Kita tidak akan pernah tahu, seberapa jauh dan seberapa lama rasa itu bertahan di dalam diri kita.
Sesekali,
butuh waktu untuk segera menjauh. Bahkan butuh orang yang dengan segera siap
untuk menggantikan posisi dari orang yang sebelumnya. Namun, siapa bisa
menyangka ketika takdir mengharuskan seperti ini. Mungkin aku salah jika aku
menyalahkan takdir, harusnya aku lebih menyalahkan diriku sendiri yang tidak
bisa dengan baik pergi berlari dari sosokmu, dikala dirimu sudah pergi bahagia
dengan yang lain.
Aku butuh
kamu. Namun sepertinya ungkapan itu sia-sia. Tidak akan pernah ada dirimu yang
aku harap untuk ada itu benar-benar ada. Aku selalu menikmati hari-hariku
sendiri, sendiri tanpa ada wajahmu (lagi) yang menghiasi lagi langit-langit
senyumku. Perasaan itu masih aku biarkan mengalir dengan alami sejak hari kau
benar-benar membuatku terkagum akanmu, namun perasaan itu sampai saat ini masih
belum menemukan ujung dimana ia harus berhenti dan diam untuk selamanya.
Aku juga
tahu, kebahagiaanmu sudah ditentukan dan diukur saat kamu berjalan seirama
dengannya, bukan denganku. Bukan hakku untuk melarang itu, merelakanmu pergi
untuk kebahagiaanmu adalah cara baik yang bisa aku lakukan, meskipun sesekali
dahulu itu, aku mengumpat dibelakang karena belum bisa membiarkanmu pergi
dengannya.
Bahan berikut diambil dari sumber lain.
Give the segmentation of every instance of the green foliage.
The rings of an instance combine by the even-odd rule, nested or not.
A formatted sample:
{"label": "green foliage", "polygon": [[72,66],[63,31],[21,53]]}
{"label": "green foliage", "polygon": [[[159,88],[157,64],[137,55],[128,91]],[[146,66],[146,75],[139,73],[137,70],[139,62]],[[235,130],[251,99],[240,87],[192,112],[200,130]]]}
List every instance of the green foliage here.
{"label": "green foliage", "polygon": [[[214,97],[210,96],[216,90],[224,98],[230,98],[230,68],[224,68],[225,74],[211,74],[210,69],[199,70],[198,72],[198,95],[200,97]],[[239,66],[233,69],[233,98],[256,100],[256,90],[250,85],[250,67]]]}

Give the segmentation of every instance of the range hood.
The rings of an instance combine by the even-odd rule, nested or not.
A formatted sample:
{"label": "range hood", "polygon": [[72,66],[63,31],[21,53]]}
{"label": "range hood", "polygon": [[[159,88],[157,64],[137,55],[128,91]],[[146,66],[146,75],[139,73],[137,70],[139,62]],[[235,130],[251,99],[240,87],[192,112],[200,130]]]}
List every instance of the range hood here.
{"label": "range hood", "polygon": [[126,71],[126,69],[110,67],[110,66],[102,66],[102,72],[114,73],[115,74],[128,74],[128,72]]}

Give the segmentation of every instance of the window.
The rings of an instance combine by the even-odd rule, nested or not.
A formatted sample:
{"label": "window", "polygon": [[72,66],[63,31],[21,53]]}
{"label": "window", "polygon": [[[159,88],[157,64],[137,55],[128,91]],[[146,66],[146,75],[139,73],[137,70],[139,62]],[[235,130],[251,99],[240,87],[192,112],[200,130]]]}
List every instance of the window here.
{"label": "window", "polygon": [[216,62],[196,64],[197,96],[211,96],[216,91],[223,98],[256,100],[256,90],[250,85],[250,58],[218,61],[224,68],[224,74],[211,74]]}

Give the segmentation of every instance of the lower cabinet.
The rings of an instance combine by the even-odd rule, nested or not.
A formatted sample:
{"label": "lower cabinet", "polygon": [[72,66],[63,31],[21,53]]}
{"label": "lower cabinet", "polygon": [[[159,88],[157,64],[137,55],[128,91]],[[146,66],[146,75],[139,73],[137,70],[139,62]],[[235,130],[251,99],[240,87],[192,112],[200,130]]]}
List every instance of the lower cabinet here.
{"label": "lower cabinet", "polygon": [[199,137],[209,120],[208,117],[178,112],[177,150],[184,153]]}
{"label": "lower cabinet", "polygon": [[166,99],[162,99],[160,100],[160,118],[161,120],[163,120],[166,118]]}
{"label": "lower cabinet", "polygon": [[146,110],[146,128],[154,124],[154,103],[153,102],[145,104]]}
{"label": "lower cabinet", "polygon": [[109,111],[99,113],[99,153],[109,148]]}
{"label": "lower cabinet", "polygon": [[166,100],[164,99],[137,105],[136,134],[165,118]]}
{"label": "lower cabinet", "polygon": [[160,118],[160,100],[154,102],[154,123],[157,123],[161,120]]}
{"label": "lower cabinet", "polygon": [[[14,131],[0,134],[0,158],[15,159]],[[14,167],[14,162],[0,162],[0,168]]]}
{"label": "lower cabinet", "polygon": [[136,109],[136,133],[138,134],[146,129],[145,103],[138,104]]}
Sekarang, apa lagi yang harus aku umpat dibelakangmu ketika aku
sudah semakin tahu kamu memang dengannya? Bibirku menampakkan senyumnya, namun
sebenarnya matakulah yang bekerja keras untuk berusaha menahan air yang akan
keluar dari tiap rongganya.
Biarkan aku
bahagia. Bahagia dengan apa yang aku rasa sekarang, sekalipun aku tahu, jika
kamu tidak akan pernah mau tahu akan kebahagiaanku. Berjalanlah dengannya,
berjalanlah semakin seirama. Doakan saja aku, segera melupakanmu dan tidak lagi
membiarkan air mataku mengalir dengan sia-sia. Karena baik aku ataupun kamu,
kita tidak akan pernah tahu jika perjalanan perasaan itu akan seperti ini.